In the comments of her blog, brownfemipower said this:
Right now, i think that many of us have no choice but to position ourselvs (that is PROTECT ourselves) in a way that is mean or offensive to white folks. when i know for a fact that most of the white parents in my neighborhood look at my little chicano/a kids and see *trouble maker* *Drop out* *teenage pregnancy* *poor* *uneducated*, I really don't feel much like working on trusting white folks much--cuz i'm not going to let my kids be fucked up by *their* shitty beliefs. i'm not going to work to dispell their beliefs about my kids, i'm going to talk to my kids and give them the power, education, self assurance and self love to realize that those folks are fucked up individuals. That way my kids deal with racists on *their* terms, not the other way around.
That reminded me of my dread of the white gaze, which of course is really hard not to internalize.
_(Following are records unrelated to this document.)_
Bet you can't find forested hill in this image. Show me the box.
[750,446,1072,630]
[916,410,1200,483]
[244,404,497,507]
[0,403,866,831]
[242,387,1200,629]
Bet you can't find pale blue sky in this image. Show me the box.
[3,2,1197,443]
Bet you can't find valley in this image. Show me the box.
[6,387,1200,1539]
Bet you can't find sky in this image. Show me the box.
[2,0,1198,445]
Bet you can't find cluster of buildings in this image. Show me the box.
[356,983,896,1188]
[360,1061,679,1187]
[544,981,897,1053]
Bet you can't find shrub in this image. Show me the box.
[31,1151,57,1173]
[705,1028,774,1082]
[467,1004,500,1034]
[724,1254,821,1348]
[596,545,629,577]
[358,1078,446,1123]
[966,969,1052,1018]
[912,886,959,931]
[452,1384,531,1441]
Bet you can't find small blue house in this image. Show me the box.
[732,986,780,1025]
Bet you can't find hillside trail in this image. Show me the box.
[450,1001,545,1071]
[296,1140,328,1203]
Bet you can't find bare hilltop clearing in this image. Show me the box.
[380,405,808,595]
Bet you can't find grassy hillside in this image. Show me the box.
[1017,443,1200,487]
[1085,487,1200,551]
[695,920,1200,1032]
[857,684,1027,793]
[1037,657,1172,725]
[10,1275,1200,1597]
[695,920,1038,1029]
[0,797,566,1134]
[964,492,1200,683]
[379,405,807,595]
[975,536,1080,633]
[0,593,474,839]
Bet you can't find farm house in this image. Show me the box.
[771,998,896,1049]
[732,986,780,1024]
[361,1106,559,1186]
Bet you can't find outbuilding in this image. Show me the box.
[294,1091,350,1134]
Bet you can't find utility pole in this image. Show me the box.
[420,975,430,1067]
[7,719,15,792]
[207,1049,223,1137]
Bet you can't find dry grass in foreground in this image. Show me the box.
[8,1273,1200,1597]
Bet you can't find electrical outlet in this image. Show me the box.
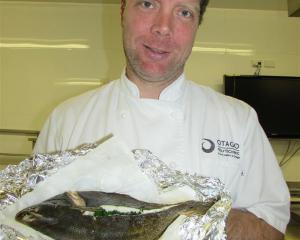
[251,60,263,67]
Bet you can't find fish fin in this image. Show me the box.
[66,191,86,207]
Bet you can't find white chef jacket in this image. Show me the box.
[34,72,290,233]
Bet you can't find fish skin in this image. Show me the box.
[15,191,213,240]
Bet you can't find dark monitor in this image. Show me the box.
[224,75,300,139]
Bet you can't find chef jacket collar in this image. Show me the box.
[120,70,186,101]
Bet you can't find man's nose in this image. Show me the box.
[150,11,173,37]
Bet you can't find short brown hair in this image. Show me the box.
[198,0,209,24]
[121,0,210,25]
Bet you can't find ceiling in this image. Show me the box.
[5,0,288,11]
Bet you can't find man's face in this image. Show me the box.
[122,0,199,83]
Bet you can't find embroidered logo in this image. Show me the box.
[201,138,240,159]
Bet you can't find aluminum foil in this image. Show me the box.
[0,142,98,211]
[133,149,232,240]
[0,224,47,240]
[0,140,231,240]
[133,149,224,202]
[0,141,101,239]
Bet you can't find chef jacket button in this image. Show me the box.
[120,112,127,119]
[169,161,177,169]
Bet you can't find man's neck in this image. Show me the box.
[133,79,174,99]
[125,69,181,99]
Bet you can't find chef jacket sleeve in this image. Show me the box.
[234,107,290,233]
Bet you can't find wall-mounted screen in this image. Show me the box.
[224,75,300,139]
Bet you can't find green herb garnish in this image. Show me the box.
[94,208,144,217]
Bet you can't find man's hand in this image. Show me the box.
[226,209,284,240]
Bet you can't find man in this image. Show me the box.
[34,0,290,239]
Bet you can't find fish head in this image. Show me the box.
[16,204,60,227]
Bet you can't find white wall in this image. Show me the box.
[0,2,123,131]
[187,8,300,90]
[0,2,299,180]
[0,2,124,165]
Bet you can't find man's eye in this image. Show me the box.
[180,10,193,18]
[141,1,154,9]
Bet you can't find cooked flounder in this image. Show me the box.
[16,191,212,240]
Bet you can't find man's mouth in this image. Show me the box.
[144,45,170,60]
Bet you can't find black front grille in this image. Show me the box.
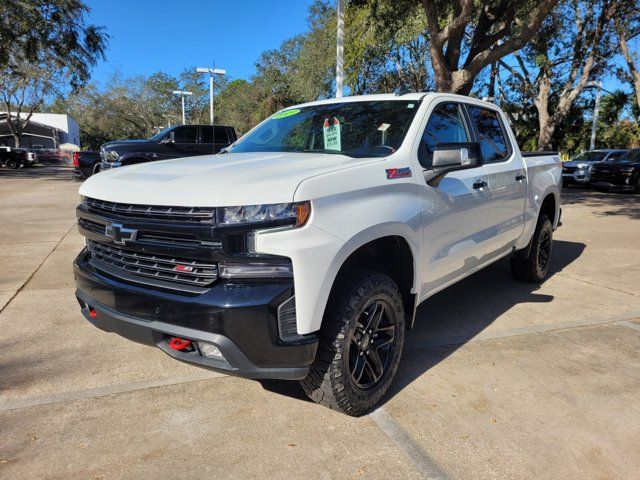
[78,218,203,248]
[84,197,216,224]
[562,166,577,174]
[87,240,218,287]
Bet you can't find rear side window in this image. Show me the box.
[172,126,197,143]
[468,107,510,162]
[418,103,469,168]
[202,127,230,144]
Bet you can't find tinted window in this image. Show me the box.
[201,126,230,144]
[606,151,625,161]
[172,126,197,143]
[573,151,608,162]
[468,107,510,162]
[419,103,469,167]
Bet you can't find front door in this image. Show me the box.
[416,101,490,295]
[163,126,199,159]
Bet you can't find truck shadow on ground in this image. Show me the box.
[258,239,586,408]
[561,187,640,220]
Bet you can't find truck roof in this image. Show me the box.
[286,92,499,111]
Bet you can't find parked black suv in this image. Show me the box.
[100,125,237,171]
[590,149,640,193]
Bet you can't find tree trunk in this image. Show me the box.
[615,18,640,109]
[535,75,554,151]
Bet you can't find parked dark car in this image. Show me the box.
[562,149,627,187]
[100,125,237,171]
[72,150,102,180]
[590,149,640,193]
[0,146,37,169]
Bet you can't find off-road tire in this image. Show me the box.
[511,214,553,282]
[300,269,405,416]
[6,159,19,169]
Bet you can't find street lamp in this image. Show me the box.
[172,90,193,125]
[335,0,344,98]
[196,67,226,125]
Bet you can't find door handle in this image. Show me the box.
[473,180,488,190]
[515,174,526,182]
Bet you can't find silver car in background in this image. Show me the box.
[562,149,627,186]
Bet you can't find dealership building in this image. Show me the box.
[0,112,80,149]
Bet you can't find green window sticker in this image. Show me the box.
[272,108,301,119]
[323,117,341,151]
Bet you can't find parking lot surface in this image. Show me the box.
[1,165,639,479]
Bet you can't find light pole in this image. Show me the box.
[336,0,344,98]
[196,67,226,124]
[172,90,193,125]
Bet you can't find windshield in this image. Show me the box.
[609,149,640,163]
[149,126,172,142]
[229,100,421,158]
[572,151,608,162]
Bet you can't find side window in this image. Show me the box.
[201,126,213,144]
[468,106,510,162]
[172,126,197,143]
[201,127,230,144]
[418,103,469,168]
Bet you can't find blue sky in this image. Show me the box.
[84,0,630,96]
[85,0,317,86]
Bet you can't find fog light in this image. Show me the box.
[198,341,224,359]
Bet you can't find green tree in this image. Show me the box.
[0,0,107,147]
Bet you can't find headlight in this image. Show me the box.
[620,166,635,175]
[219,201,311,226]
[101,149,120,162]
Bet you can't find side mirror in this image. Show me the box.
[161,131,175,145]
[425,142,482,185]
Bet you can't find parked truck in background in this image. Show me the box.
[0,146,37,169]
[99,124,237,171]
[72,150,102,180]
[74,93,561,416]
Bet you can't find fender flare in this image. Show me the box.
[308,222,422,334]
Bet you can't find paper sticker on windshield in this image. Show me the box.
[272,108,300,119]
[378,123,390,132]
[323,117,341,151]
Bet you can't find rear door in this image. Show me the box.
[416,101,490,293]
[200,126,231,154]
[466,105,526,259]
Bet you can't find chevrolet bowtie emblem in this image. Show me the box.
[105,223,138,245]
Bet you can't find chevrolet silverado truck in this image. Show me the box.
[74,93,561,416]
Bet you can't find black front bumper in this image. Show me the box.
[74,250,317,380]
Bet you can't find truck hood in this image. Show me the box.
[79,152,377,206]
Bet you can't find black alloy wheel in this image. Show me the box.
[537,227,552,273]
[349,299,396,391]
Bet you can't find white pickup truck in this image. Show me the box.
[74,93,561,416]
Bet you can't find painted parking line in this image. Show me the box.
[618,320,640,332]
[0,372,226,413]
[405,311,640,352]
[370,407,449,480]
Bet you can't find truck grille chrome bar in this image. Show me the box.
[84,197,216,224]
[87,240,218,287]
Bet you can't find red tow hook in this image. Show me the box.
[169,337,192,351]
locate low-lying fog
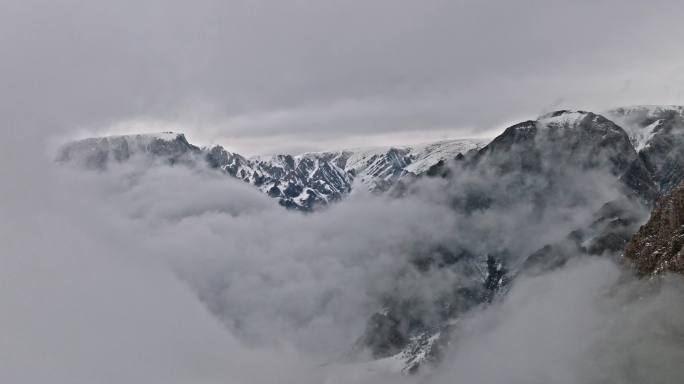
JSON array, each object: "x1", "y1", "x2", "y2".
[{"x1": 1, "y1": 144, "x2": 682, "y2": 384}]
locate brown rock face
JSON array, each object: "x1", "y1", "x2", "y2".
[{"x1": 624, "y1": 182, "x2": 684, "y2": 275}]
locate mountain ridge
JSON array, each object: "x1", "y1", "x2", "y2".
[
  {"x1": 57, "y1": 105, "x2": 684, "y2": 212},
  {"x1": 58, "y1": 133, "x2": 487, "y2": 210}
]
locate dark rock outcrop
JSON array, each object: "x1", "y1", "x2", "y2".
[
  {"x1": 469, "y1": 110, "x2": 658, "y2": 203},
  {"x1": 624, "y1": 181, "x2": 684, "y2": 275}
]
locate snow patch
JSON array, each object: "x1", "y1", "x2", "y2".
[
  {"x1": 404, "y1": 139, "x2": 485, "y2": 174},
  {"x1": 537, "y1": 110, "x2": 588, "y2": 129},
  {"x1": 632, "y1": 120, "x2": 660, "y2": 151},
  {"x1": 603, "y1": 105, "x2": 684, "y2": 151}
]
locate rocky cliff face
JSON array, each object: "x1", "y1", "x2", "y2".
[{"x1": 624, "y1": 181, "x2": 684, "y2": 276}]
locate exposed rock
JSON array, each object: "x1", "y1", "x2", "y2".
[
  {"x1": 356, "y1": 247, "x2": 509, "y2": 374},
  {"x1": 624, "y1": 181, "x2": 684, "y2": 275},
  {"x1": 470, "y1": 110, "x2": 658, "y2": 203}
]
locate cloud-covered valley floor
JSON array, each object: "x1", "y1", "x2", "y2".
[{"x1": 2, "y1": 146, "x2": 683, "y2": 384}]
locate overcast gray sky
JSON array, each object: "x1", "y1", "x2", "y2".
[{"x1": 3, "y1": 0, "x2": 684, "y2": 154}]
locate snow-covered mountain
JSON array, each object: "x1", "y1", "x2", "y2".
[
  {"x1": 56, "y1": 105, "x2": 684, "y2": 375},
  {"x1": 355, "y1": 106, "x2": 684, "y2": 373},
  {"x1": 58, "y1": 134, "x2": 486, "y2": 210},
  {"x1": 60, "y1": 105, "x2": 684, "y2": 212}
]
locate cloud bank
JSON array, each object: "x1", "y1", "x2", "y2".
[
  {"x1": 5, "y1": 0, "x2": 684, "y2": 153},
  {"x1": 1, "y1": 139, "x2": 683, "y2": 383}
]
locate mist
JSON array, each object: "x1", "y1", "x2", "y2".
[
  {"x1": 3, "y1": 1, "x2": 684, "y2": 381},
  {"x1": 412, "y1": 257, "x2": 684, "y2": 384},
  {"x1": 1, "y1": 137, "x2": 683, "y2": 383},
  {"x1": 0, "y1": 147, "x2": 458, "y2": 382}
]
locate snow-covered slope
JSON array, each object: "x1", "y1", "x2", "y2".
[
  {"x1": 537, "y1": 109, "x2": 591, "y2": 129},
  {"x1": 209, "y1": 139, "x2": 486, "y2": 210},
  {"x1": 312, "y1": 139, "x2": 486, "y2": 191},
  {"x1": 604, "y1": 106, "x2": 684, "y2": 151},
  {"x1": 605, "y1": 105, "x2": 684, "y2": 191}
]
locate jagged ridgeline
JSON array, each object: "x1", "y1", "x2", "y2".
[
  {"x1": 58, "y1": 105, "x2": 684, "y2": 373},
  {"x1": 58, "y1": 133, "x2": 486, "y2": 210}
]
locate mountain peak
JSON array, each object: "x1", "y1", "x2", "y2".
[
  {"x1": 57, "y1": 131, "x2": 199, "y2": 169},
  {"x1": 537, "y1": 110, "x2": 592, "y2": 128},
  {"x1": 78, "y1": 131, "x2": 185, "y2": 142},
  {"x1": 540, "y1": 109, "x2": 589, "y2": 118}
]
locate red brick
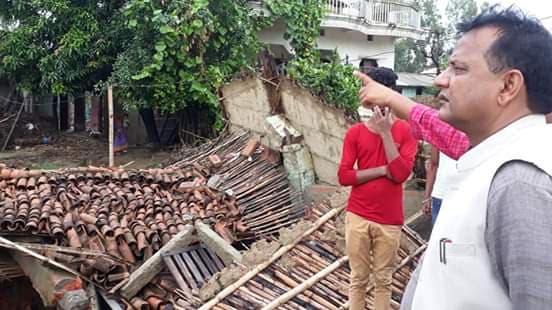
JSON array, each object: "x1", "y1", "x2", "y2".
[
  {"x1": 208, "y1": 154, "x2": 223, "y2": 168},
  {"x1": 241, "y1": 138, "x2": 260, "y2": 157}
]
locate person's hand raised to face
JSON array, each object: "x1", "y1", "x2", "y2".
[{"x1": 365, "y1": 106, "x2": 393, "y2": 135}]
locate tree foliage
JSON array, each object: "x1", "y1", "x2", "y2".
[
  {"x1": 112, "y1": 0, "x2": 265, "y2": 114},
  {"x1": 265, "y1": 0, "x2": 361, "y2": 114},
  {"x1": 265, "y1": 0, "x2": 325, "y2": 61},
  {"x1": 0, "y1": 0, "x2": 264, "y2": 114},
  {"x1": 395, "y1": 38, "x2": 426, "y2": 73},
  {"x1": 0, "y1": 0, "x2": 362, "y2": 119},
  {"x1": 0, "y1": 0, "x2": 126, "y2": 94},
  {"x1": 395, "y1": 0, "x2": 480, "y2": 74}
]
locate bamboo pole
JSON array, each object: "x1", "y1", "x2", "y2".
[
  {"x1": 198, "y1": 206, "x2": 345, "y2": 310},
  {"x1": 107, "y1": 83, "x2": 114, "y2": 167},
  {"x1": 13, "y1": 242, "x2": 126, "y2": 263},
  {"x1": 57, "y1": 95, "x2": 61, "y2": 131},
  {"x1": 262, "y1": 256, "x2": 349, "y2": 309},
  {"x1": 2, "y1": 99, "x2": 24, "y2": 152}
]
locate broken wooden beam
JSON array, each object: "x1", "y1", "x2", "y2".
[
  {"x1": 120, "y1": 224, "x2": 195, "y2": 299},
  {"x1": 195, "y1": 220, "x2": 242, "y2": 265}
]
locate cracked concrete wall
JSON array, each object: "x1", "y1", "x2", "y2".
[
  {"x1": 221, "y1": 76, "x2": 353, "y2": 185},
  {"x1": 279, "y1": 80, "x2": 353, "y2": 185},
  {"x1": 220, "y1": 77, "x2": 277, "y2": 147}
]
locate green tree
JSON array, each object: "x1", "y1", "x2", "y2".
[
  {"x1": 0, "y1": 0, "x2": 126, "y2": 94},
  {"x1": 394, "y1": 0, "x2": 479, "y2": 74},
  {"x1": 0, "y1": 0, "x2": 263, "y2": 111},
  {"x1": 265, "y1": 0, "x2": 325, "y2": 61},
  {"x1": 394, "y1": 38, "x2": 426, "y2": 73},
  {"x1": 0, "y1": 0, "x2": 265, "y2": 141},
  {"x1": 112, "y1": 0, "x2": 265, "y2": 115},
  {"x1": 446, "y1": 0, "x2": 479, "y2": 35}
]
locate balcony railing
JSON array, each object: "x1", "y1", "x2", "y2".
[{"x1": 325, "y1": 0, "x2": 421, "y2": 29}]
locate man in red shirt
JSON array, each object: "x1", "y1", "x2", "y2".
[{"x1": 338, "y1": 67, "x2": 417, "y2": 310}]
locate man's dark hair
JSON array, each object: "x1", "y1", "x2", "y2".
[
  {"x1": 366, "y1": 67, "x2": 398, "y2": 89},
  {"x1": 457, "y1": 5, "x2": 552, "y2": 114}
]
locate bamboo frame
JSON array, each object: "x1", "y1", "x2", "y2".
[
  {"x1": 198, "y1": 205, "x2": 345, "y2": 310},
  {"x1": 262, "y1": 256, "x2": 349, "y2": 309}
]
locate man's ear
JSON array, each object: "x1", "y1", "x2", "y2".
[{"x1": 497, "y1": 69, "x2": 524, "y2": 107}]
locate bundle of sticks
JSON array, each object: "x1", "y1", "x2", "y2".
[{"x1": 170, "y1": 131, "x2": 305, "y2": 240}]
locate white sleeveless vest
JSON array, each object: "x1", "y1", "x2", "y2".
[{"x1": 412, "y1": 115, "x2": 552, "y2": 310}]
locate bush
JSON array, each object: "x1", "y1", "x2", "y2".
[{"x1": 288, "y1": 57, "x2": 361, "y2": 116}]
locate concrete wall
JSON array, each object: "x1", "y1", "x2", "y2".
[
  {"x1": 220, "y1": 76, "x2": 280, "y2": 148},
  {"x1": 221, "y1": 76, "x2": 353, "y2": 185},
  {"x1": 279, "y1": 80, "x2": 353, "y2": 185}
]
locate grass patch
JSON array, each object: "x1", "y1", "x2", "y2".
[{"x1": 30, "y1": 162, "x2": 64, "y2": 170}]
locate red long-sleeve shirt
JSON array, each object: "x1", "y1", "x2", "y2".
[{"x1": 338, "y1": 121, "x2": 417, "y2": 225}]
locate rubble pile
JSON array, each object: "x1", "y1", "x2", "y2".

I of course haven't internalized the "cute little boy is a horrible thug" or the "little girl growing into her first training bra is a baby factory waiting to happen and is slobbering all over some $400 a month" parts, but the "If you don't do stuff exactly perfectly right, you're a terrible person"(although it's ok if you're white) This of course torments me because I can never guess what ridiculous standard will be next- whether the work I stayed up for hours doing isn’t important and doesn’t count in the calculus of who is doing the most work, and who is the martyr.
It’s very nervous making since I can’t anticipate the expectations which may be anything from whether I smile enough to whether I am making myself sick enough with overwork. And I’ve got the easy part. I’d hate to be poor and have a perfectly fine black working class neighborhood to be a ghetto, kids working hard in school to be totally uneducatable retards, and people doing the best they can under the circumstances to be a horrible underclass of criminals who will kill you soon as look as you.
And that’s why you weren’t greeted with flowers and candy in people of color space.